【 うんこ 】
◆fXqZWh/VCo




85 :No.23 うんこ 1/1 ◇fXqZWh/VCo :07/11/25 21:55:13 ID:VkDNWfMo
 うんこが飛んでくる。道行く人々の間を縫うようにではなく、上空を飛んでくる。
臭いはうんこのそれだとはっきり分かる程の強さだが、すぐ傍にある感じはまだしない。遠くから、飛んできている。

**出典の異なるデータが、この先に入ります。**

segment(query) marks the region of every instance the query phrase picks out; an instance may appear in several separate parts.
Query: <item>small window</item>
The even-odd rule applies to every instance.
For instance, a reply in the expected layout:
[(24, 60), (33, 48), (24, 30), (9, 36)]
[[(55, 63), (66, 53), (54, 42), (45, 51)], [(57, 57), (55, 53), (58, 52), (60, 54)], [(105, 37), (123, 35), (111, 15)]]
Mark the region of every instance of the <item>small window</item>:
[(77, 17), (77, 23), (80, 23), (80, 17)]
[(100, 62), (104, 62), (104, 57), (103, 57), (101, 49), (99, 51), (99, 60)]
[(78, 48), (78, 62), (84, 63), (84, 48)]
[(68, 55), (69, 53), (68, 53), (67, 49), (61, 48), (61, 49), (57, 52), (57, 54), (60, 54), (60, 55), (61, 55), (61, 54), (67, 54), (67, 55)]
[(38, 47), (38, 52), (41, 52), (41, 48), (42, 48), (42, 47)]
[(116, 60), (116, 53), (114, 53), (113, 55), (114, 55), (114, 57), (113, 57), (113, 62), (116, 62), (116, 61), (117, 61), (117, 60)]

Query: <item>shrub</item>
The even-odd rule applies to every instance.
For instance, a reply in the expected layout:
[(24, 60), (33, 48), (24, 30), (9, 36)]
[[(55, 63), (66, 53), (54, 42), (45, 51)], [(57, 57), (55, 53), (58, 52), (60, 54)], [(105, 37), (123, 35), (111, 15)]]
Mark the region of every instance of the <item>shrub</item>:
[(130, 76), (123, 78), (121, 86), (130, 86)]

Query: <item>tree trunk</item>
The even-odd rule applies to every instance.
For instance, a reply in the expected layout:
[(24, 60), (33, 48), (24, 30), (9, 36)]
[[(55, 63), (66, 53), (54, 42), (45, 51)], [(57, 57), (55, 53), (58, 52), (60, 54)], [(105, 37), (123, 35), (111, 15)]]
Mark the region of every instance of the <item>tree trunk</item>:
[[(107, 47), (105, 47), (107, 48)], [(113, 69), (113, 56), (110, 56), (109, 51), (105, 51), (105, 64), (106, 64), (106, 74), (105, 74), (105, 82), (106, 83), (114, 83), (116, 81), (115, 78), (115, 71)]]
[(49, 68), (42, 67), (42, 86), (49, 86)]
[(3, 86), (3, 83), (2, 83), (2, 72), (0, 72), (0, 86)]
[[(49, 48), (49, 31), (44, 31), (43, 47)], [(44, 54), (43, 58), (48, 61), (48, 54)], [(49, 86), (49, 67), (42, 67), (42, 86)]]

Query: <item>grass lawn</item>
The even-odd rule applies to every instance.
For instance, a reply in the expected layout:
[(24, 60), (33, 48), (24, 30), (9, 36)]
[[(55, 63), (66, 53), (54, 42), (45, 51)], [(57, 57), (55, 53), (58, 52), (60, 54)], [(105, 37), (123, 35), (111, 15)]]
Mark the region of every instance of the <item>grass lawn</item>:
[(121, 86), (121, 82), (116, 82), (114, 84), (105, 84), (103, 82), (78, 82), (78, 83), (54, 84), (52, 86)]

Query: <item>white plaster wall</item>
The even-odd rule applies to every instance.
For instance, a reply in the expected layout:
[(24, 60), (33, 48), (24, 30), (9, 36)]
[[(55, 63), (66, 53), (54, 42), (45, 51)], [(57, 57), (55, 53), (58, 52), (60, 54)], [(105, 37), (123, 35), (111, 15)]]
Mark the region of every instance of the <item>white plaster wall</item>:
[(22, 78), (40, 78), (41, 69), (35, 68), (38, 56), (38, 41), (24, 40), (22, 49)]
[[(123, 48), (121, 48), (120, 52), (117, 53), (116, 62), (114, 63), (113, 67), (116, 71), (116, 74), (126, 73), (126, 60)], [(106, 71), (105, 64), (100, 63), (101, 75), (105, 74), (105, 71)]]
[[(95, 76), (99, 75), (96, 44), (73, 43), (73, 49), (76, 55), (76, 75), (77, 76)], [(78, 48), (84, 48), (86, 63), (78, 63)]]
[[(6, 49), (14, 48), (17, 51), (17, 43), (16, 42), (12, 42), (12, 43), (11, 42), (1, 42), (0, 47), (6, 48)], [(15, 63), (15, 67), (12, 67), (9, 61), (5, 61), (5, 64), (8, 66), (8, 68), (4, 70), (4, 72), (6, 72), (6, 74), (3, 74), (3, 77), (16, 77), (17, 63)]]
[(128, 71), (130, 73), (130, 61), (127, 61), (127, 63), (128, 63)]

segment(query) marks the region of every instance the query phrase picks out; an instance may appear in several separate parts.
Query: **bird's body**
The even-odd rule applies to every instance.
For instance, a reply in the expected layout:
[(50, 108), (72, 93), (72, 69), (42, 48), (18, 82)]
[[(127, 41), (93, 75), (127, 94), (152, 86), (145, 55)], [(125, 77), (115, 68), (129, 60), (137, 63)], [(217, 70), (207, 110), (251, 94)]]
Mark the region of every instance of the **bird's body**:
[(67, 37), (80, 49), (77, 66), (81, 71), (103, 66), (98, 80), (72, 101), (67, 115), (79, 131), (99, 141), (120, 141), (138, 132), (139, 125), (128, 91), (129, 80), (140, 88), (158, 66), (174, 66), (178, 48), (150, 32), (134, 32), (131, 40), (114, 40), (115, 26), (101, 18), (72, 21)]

 臭いを嗅ごうと強く息を吸うと、まるで僕とうんこを繋ぐ糸を鼻から吸い込んでいるような感じがする。分かっている。
うんこが近付いてくるのは、分かっている。
 僕は、うんこを待っている。いや、来ないほうがいいのかもしれない。けれども、来る。そして、今の気持ちのまま
なら、うんこが来ても大丈夫だと思える。意識を、集中しろ。

 アナウンスが鳴り、僕の名前が呼ばれる。僕はアップを脱ぎ、テニスシューズの紐をしっかりと締めてから、コートへと歩き出す。
 たくさんの人を避けながら進むうちに、ラケットを握る手の平から汗が出てきた。舞い上がっているのか、頭がうまく
働かない。人ごみを避ける動作が不自然になった。できるだけゆっくりと息を吸う。芝と土の混ざった匂いがする。

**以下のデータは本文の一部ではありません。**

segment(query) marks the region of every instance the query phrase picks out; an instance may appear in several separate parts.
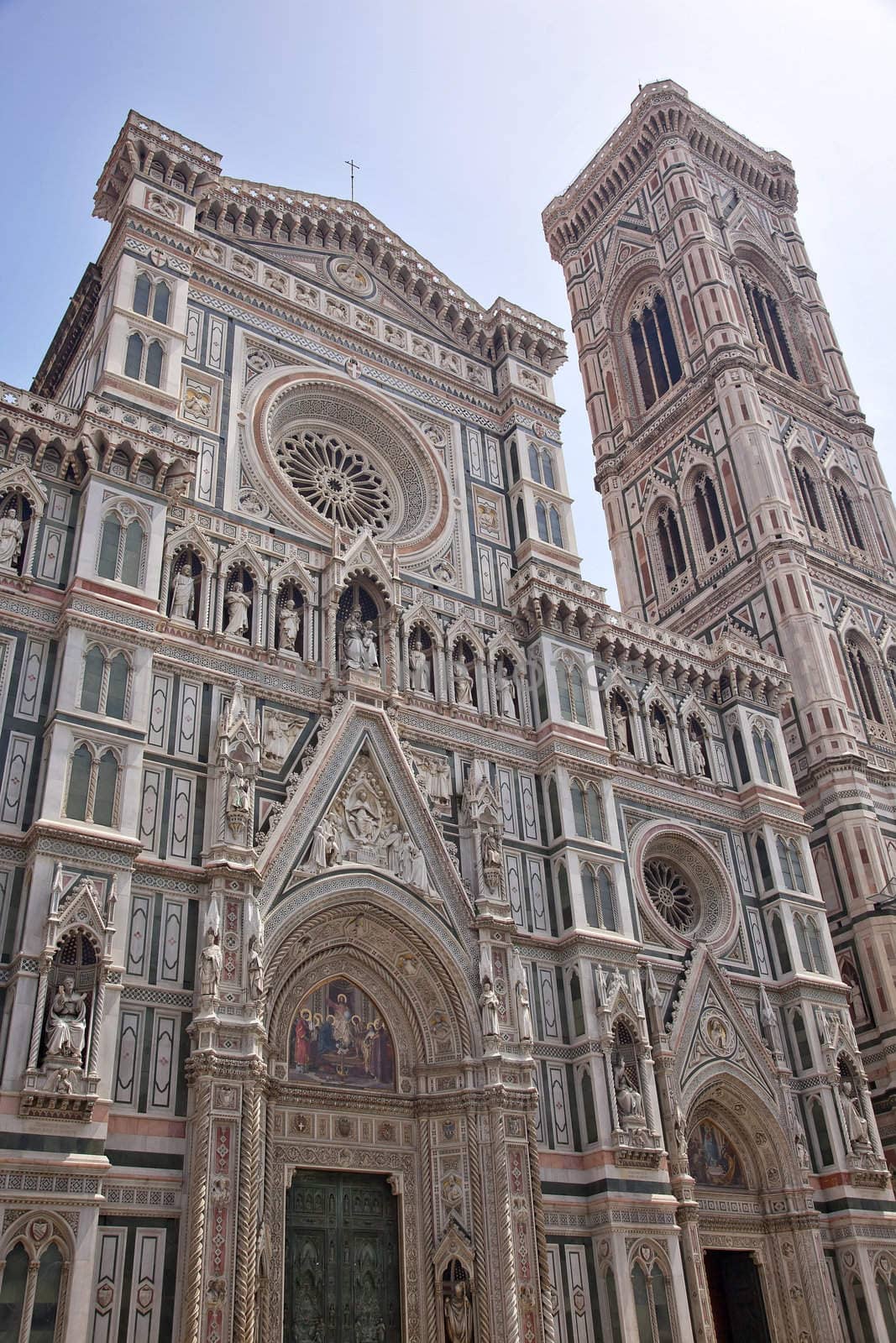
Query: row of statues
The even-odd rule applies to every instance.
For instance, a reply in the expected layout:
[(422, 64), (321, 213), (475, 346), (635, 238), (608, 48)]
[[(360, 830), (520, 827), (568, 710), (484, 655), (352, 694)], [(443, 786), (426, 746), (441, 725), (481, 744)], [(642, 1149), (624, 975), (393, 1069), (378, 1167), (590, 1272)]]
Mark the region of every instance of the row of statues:
[[(621, 751), (625, 755), (634, 755), (631, 721), (629, 712), (618, 694), (615, 694), (610, 701), (610, 724), (617, 751)], [(653, 747), (654, 760), (657, 764), (666, 766), (666, 768), (674, 768), (669, 724), (665, 716), (661, 716), (656, 708), (650, 710), (647, 728), (650, 732), (650, 745)], [(709, 760), (707, 756), (705, 741), (703, 739), (703, 732), (693, 721), (688, 725), (685, 747), (688, 751), (690, 772), (697, 775), (697, 778), (708, 779)]]

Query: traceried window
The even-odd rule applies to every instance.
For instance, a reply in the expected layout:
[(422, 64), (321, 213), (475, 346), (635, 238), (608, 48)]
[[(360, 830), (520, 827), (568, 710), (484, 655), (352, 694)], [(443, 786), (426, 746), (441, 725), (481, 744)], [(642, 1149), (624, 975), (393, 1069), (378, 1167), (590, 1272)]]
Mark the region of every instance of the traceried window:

 うんこは、どこだ。落ち着け。もうすぐ始まる。あるんだ。飛んできている。茶色い物を想像しろ。うんこだ。うんこが、
空を飛んでいる。もううんこからは僕が見えているかもしれない。臭いを嗅げ。よし、ある。臭いがする。うんこ、うんこうんこ
うんこ――うんこよ、ずっとそこにいろ。僕の頭の片隅に。

 コートを囲む観客の数は、昨日の準決勝の三倍はいた。相手はもうコートの中で待っている。あとは主審が来たら、始まる。

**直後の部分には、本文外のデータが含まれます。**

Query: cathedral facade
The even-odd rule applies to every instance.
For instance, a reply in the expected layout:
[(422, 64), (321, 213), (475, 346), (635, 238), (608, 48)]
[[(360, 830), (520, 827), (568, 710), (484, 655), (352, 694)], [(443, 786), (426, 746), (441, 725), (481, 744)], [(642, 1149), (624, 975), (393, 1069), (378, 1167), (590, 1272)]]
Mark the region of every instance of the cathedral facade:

もうここからは、一度も失敗はできない。僕は金網の扉を開け、コートの中へ入った。気を抜くと肩が上がり、体がびくびくと
震えだしそうだったが、僕はただ懸命に頭の中でうんこを思い描いていた。
 大会本部のある方向から、スコア表とボールを持った主審がやってきた。うんこは僕のほぼ真上まで来ている。
相手選手がコートの中央へと歩き出した。主審がコートへ入る。僕はラケットを握る力を緩め、ネットとその向こうにいる
相手をしっかりと見据え、コートの中央にうんこを落とした。よし。試合が、始まる。